Friday, June 21, 2013

Toronto seismic issue in waiting

Well, I'm not getting sued for saying anything like this is worst ever.  I'm sure they are absolutely perfect, but look at this crap:



This is the first floor of the old Women's College building being demolished.  A huge mass on dinky columns.  All brick.  Not a chance for seismic.  But not a hazard since it is being demolished.  In fact, all the crappy brick buildings are being torn down, which is good for seismic, but history-buffs will whine.  I just put this in for perspective.

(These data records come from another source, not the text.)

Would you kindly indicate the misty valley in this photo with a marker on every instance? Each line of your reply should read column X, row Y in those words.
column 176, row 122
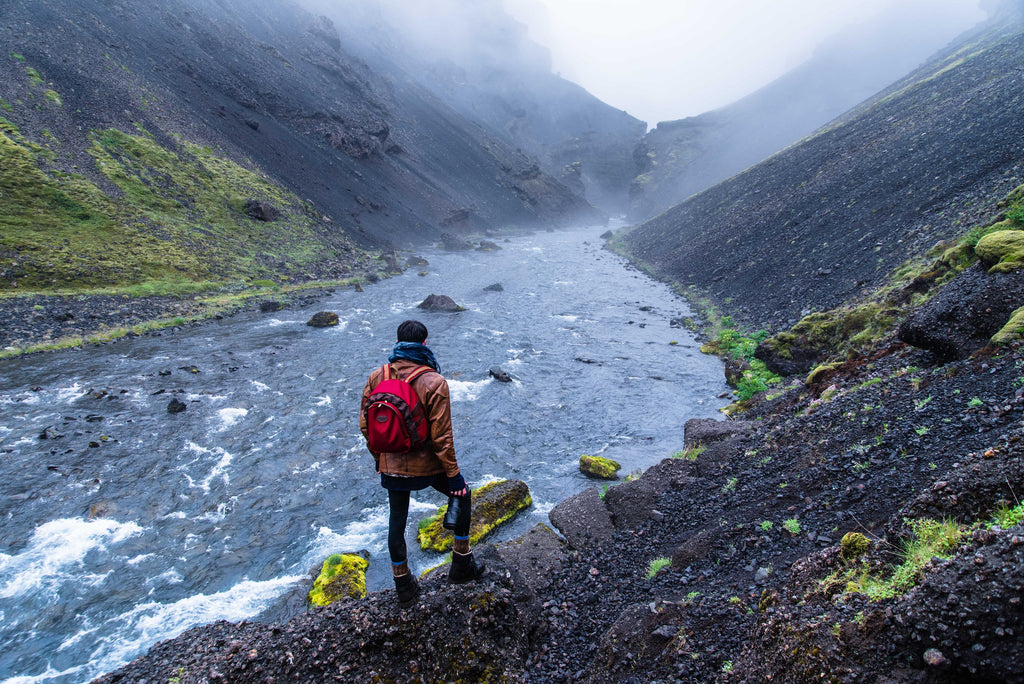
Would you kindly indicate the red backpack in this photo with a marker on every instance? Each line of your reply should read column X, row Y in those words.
column 395, row 420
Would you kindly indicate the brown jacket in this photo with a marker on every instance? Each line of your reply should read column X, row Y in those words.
column 438, row 454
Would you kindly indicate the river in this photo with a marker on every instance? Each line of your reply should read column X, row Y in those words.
column 125, row 524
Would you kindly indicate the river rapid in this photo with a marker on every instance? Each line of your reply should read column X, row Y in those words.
column 124, row 524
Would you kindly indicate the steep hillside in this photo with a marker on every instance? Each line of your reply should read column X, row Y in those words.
column 681, row 158
column 134, row 135
column 480, row 61
column 921, row 163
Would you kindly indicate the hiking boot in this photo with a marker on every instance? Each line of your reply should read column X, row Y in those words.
column 465, row 568
column 408, row 589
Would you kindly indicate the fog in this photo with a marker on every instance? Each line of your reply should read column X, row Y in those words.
column 663, row 59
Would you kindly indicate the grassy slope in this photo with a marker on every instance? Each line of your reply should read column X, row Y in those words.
column 178, row 221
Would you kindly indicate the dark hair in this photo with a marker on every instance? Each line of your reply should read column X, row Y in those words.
column 412, row 331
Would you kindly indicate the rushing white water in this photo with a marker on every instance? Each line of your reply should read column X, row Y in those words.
column 124, row 524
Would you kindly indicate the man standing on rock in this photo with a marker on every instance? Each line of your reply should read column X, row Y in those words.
column 431, row 464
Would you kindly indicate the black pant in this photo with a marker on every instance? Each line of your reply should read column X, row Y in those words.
column 398, row 502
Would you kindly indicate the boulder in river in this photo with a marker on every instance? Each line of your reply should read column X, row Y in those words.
column 341, row 575
column 270, row 305
column 261, row 211
column 455, row 243
column 324, row 319
column 599, row 467
column 494, row 504
column 441, row 303
column 499, row 374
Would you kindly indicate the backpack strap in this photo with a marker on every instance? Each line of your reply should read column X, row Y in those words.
column 417, row 373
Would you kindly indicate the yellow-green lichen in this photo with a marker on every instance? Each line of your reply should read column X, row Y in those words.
column 341, row 575
column 1003, row 250
column 494, row 504
column 853, row 545
column 599, row 467
column 1013, row 331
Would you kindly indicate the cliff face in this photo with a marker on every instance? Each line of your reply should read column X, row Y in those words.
column 681, row 158
column 817, row 223
column 271, row 87
column 481, row 62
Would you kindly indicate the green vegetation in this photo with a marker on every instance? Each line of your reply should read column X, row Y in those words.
column 599, row 467
column 179, row 221
column 1009, row 516
column 1003, row 250
column 657, row 565
column 494, row 504
column 931, row 539
column 690, row 453
column 734, row 345
column 341, row 575
column 1013, row 331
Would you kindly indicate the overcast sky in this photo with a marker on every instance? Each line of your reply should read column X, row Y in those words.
column 664, row 59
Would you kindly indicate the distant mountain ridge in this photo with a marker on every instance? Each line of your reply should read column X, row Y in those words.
column 480, row 61
column 681, row 158
column 815, row 224
column 269, row 86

Now, this new monstrous condo is going up.   Look, it has all shops on the bottom with larger dinky columns, but 10 times the mass.



Look up, look way up!



They're all built this way, perfect 2 Hz resonators on a soft-story base.  The huge tower sits on a massive slab spanning the house of cards.  Buildings like this did terrible in Chile, but they still go up.  The only good thing is that they are on rock, but I don't know if the floppy build negates this advantage.

Unfortunately, this passes all the conventional seismic analysis, based on peak acceleration and shake tables.  We must wait for the proper earthquake to provide lessons.  :)

If you own this, get total earthquake 'unavailability' insurance if you can.  That way you can rent another place when this gets closed by an earthquake.